Adobe’s Idea For Gimmick-Free In-Store Tech

Though every brick-and-mortar retailer and its grandmother are chattering about how nice it would be to have the same kind of personalization technology that makes online shopping so customizable, few have figured how to make it a seamless part of the shopping experience.

Perhaps Adobe can help.

Fashionista reported that Adobe unveiled an ambitious new project at its annual digital marketing conference in Las Vegas on Wednesday (March 23) — a full-body scanner linked with data on purchasing history. Errol Denger, director of commerce at Adobe, demonstrated the tech at the conference. Though only calibrated for male bodies and clothing at the moment, Denger showed how an integrated Microsoft Kinect sensor — a gadget that retails for $99 instead of other uber-expensive tech interventions — collects granular details of the target’s body.

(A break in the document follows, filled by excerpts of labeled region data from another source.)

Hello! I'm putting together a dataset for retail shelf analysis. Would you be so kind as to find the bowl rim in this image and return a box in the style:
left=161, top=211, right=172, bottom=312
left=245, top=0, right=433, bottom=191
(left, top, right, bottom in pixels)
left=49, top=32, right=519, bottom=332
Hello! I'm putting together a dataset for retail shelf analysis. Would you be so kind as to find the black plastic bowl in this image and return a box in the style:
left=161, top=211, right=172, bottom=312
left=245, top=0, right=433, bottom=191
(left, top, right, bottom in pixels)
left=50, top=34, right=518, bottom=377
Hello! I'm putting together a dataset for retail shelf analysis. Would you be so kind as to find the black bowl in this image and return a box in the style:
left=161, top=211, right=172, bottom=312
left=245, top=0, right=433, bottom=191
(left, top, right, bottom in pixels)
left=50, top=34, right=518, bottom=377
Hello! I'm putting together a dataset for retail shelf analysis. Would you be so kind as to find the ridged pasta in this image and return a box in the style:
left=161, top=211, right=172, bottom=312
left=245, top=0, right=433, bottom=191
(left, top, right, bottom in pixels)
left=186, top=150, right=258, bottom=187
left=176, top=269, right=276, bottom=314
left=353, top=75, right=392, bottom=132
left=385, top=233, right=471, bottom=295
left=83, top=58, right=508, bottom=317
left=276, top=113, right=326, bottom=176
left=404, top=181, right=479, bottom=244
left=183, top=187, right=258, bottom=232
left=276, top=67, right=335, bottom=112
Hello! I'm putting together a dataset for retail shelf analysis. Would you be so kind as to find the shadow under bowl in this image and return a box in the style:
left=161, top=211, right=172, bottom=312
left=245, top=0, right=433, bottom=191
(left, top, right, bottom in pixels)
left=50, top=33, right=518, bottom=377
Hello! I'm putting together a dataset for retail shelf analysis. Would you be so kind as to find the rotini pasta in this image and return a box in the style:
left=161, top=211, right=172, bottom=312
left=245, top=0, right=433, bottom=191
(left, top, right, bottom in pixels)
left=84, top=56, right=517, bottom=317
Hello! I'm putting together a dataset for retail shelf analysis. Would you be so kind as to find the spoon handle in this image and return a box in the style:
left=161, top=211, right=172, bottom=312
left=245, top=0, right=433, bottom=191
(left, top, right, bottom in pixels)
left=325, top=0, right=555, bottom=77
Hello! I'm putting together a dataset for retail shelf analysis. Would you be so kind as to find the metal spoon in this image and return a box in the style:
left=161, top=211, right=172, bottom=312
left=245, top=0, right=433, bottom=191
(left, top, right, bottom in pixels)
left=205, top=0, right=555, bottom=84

However, instead of just collecting superficial attributes, like height and hip size, Adobe claimed that the scanner can measure the length of a person’s spine, the ride of someone’s legs and much more. Once this composite image is created, the system can dig through past purchases, preferences listed on linked profiles and social media posts to deliver recommended products in the exact size that will fit the user’s every physical feature.

“Every [retailer] wants Burberry’s 121 Regent Street store,” Denger told the conference during his presentation.”That’s what we’re taking on. We don’t want a gimmick; we want to make sure it’s really immersive, the embodiment of that brand.”

While Denger might be saying the same thing that a hundred enterprising retailers have said before him, it’s worth noting that Adobe isn’t trying to shop its body-scanning tech to retailers just yet. In fact, the project doesn’t even have a name. Wednesday was its first “public” unveiling, which might indicate that whatever features it shows off now, many more are to come down the road.